Seperti munculnya nama Sandi ini, kan, kajutan. Siapa yang menyangka. Sandi yang dianggap anteng di Jakarta dengan OK-OCE-nya, tetiba menjadi nama paling kuat-mencuat mengalahkan nama-nama lain yang sebelumnya kerap diperbincangkan. Sebut saja seperti Habib Salim Segaf, AHY, bahkan Ustad Abdul Somad.
Sosok Anies justeru lebih familiar dan kerap disangkut-pautkan dengan Cawapres. Setidaknya, namanya lebih "diidolakan" oleh PKS dan PAN, dibandingkan nama-nama yang lain. Tapi apa mau dikata, Sandi-lah yang saat ini paling digadang-gadang untuk mendampingi Prabowo. Meski nama Sandi, bahkan tak direkomendasikan oleh Ijtima' Ulama yang dihadiri langsung oleh Kiai Prabowo Subianto. Ingat, ini masih katanya, ya.
Tentu saja, koalisi partai (yang dianggap) pengusung Prabowo agak sedikit gaduh. Kemesraan dengan Demokrat menjadi tercoreng, terutama dengan munculnya istilah "Jenderal Kardus" dan mahar 500 M untuk PKS dan PAN yang diberikan oleh Sandi. Andi Arief disemprot karena statementnya itu, yang oleh Amir Syamsudin dianggap tidak etis dan menyakitkan.
Tapi bola semakin liar. Meski kemudian muncul statement tidak adanya masalah dengan koalisi, tapi tentu saja pertanyaan rakyat soal mahar harus mendapatkan jawaban. Sebab itu tuduhan, dan Sandi-lah yang paling dirugikan. Bagaimana jika itu benar? Hmm, seperti biasa, para elit selalu punya cara untuk membuat rakyat manggut-manggut.
Prabowo, barangkali menjadi sosok manusia Indonesia yang paling dilematis dan penuh tekanan. Ia sadar dengan kekuatan lawan, sebagaimana ia mampu menghitung kemampuannya, terutama pengalamannya saat bertanding dulu. Ia tahu, bahwa pertarungan tidak melulu soal popularitas, elektabilitas, dan kapasitas saja. Ia mengerti, bahwa "isi tas" juga harus dipertimbangkan. Ia sudah berpengalaman, sebab berkali-kali sudah "dikuras".
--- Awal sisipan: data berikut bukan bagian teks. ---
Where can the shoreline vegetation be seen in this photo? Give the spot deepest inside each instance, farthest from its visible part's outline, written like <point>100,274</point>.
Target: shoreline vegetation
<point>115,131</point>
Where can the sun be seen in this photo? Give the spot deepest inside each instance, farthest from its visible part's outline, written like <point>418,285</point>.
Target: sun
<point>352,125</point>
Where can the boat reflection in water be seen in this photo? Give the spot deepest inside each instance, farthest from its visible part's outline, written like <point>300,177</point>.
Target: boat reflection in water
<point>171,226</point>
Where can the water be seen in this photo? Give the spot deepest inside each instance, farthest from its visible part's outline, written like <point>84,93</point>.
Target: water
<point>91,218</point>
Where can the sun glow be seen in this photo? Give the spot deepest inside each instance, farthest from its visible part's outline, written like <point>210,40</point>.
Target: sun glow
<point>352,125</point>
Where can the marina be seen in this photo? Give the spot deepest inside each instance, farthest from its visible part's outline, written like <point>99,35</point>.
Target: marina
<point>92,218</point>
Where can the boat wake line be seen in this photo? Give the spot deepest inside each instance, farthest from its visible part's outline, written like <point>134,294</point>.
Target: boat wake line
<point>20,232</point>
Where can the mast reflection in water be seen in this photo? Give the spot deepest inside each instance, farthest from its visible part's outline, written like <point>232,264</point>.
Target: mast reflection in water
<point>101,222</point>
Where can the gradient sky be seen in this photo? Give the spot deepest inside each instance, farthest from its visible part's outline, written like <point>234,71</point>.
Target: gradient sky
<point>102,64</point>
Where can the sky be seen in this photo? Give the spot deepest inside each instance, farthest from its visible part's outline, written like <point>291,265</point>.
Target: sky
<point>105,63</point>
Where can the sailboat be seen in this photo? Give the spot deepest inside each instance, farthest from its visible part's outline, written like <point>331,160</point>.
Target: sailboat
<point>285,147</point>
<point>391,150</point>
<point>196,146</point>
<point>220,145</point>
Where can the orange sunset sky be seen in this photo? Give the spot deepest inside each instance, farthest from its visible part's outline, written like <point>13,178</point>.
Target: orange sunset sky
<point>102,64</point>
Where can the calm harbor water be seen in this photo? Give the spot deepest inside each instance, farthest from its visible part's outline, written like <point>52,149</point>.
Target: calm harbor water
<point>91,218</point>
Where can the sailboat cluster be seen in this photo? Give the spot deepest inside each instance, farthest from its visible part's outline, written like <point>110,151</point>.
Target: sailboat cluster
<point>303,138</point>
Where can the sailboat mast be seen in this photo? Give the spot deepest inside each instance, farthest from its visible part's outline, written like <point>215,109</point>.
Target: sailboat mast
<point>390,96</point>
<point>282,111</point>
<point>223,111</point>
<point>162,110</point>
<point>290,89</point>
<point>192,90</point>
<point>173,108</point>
Habib Salim Segaf, atau nama-nama lainnya mungkin patut diperhitungkan, tapi bagaimana dengan "mobilitas" ke depannya? Nyapres dan Nyawapres itu berat, Bray. Butuh dana maksimal. Kalau perlu pakai kuota unlimited.Â
Apalagi yang dilawan petahana. Boleh saja ada masyarakat yang ingin patungan kalau Ustad Abdus Somad jadi pilihan, tapi seberapa besar? Dana sumbangan untuk Prabowo saja, yang katanya patungan rakyat, hingga kini masih berapa? Tentu saja, Demokrat dianggap tidak akan all out dan mati-matian untuk memenangkan. Ini juga perlu diperhitungkan.
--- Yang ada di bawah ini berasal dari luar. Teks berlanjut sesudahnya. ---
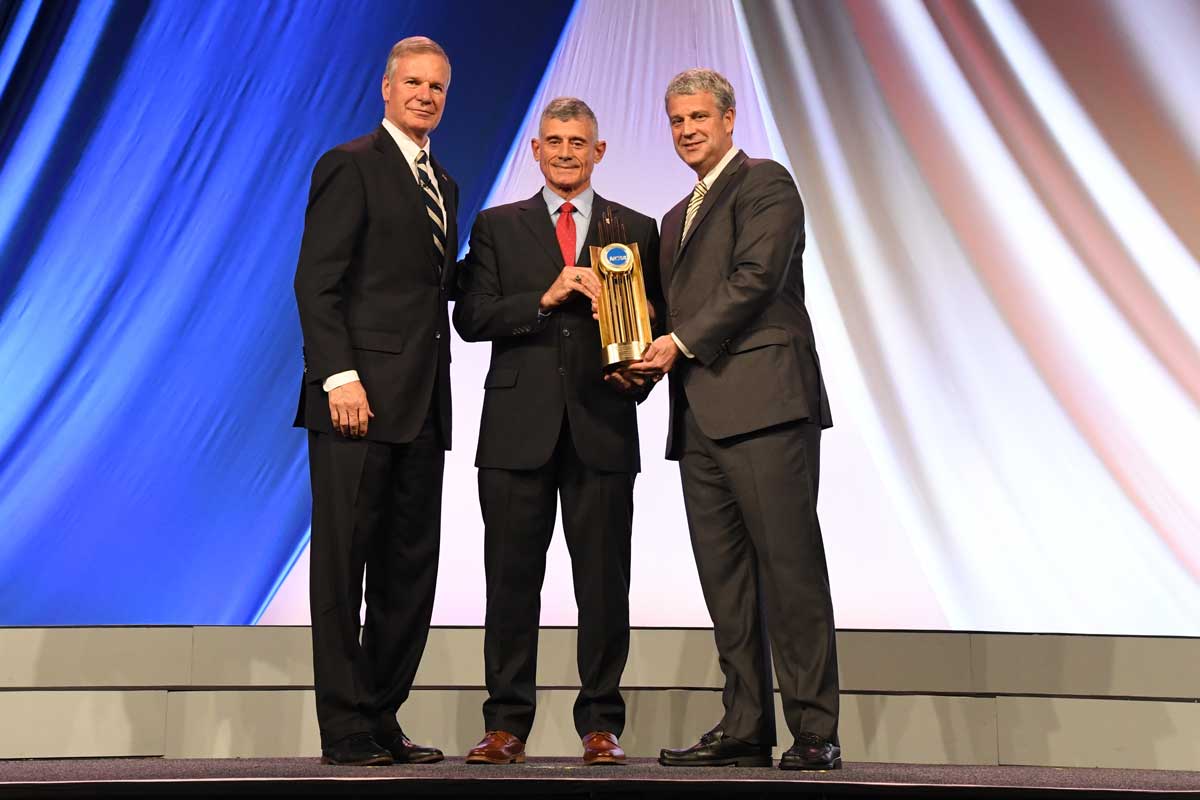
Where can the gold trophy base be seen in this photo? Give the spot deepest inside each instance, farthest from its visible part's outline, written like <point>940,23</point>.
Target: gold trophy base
<point>622,353</point>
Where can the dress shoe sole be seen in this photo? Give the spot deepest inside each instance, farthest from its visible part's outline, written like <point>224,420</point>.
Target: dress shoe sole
<point>496,762</point>
<point>809,767</point>
<point>381,761</point>
<point>737,761</point>
<point>605,761</point>
<point>420,759</point>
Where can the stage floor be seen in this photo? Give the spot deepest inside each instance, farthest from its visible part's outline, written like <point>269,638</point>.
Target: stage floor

Harapan itu ada ketika muncul nama AHY, anak sulung Sang Jenderal. Namun, Prabowo ternyata realistis. Bukan saja karena AHY masih belum berpengalaman dan belum saatnya berperang untuk kelas kakap, tapi apa yang terjadi di Jakarta takut terulang.Â
AHY mendapatkan suara mengenaskan, ketika penguasa datang "menyerang" di detik-detik akhir menjelang pencoblosan. Susah melawan penguasa, Bro. Pak Beye, sebagai mantan penguasa, tentu paham itu. Pak Beye punya cita-cita masa depan, dan ia tahu, ia harus hati-hati dengan penguasa.
Pada akhirnya, jika benar memang Sandi yang akan mendampingi Prabowo maka sebenarnya, itulah kejutan. Prabowo realistis, Sandi diharapkan bisa menyokong soal pendanaan. Meringankan beban finasial dan memberatkan "isi tas". Keakraban yang lama dan hutang budi, memungkinkan Sandi jor-joran. Apalagi Nyawapres itu prestige, Bos. Apapun hasilnya nanti.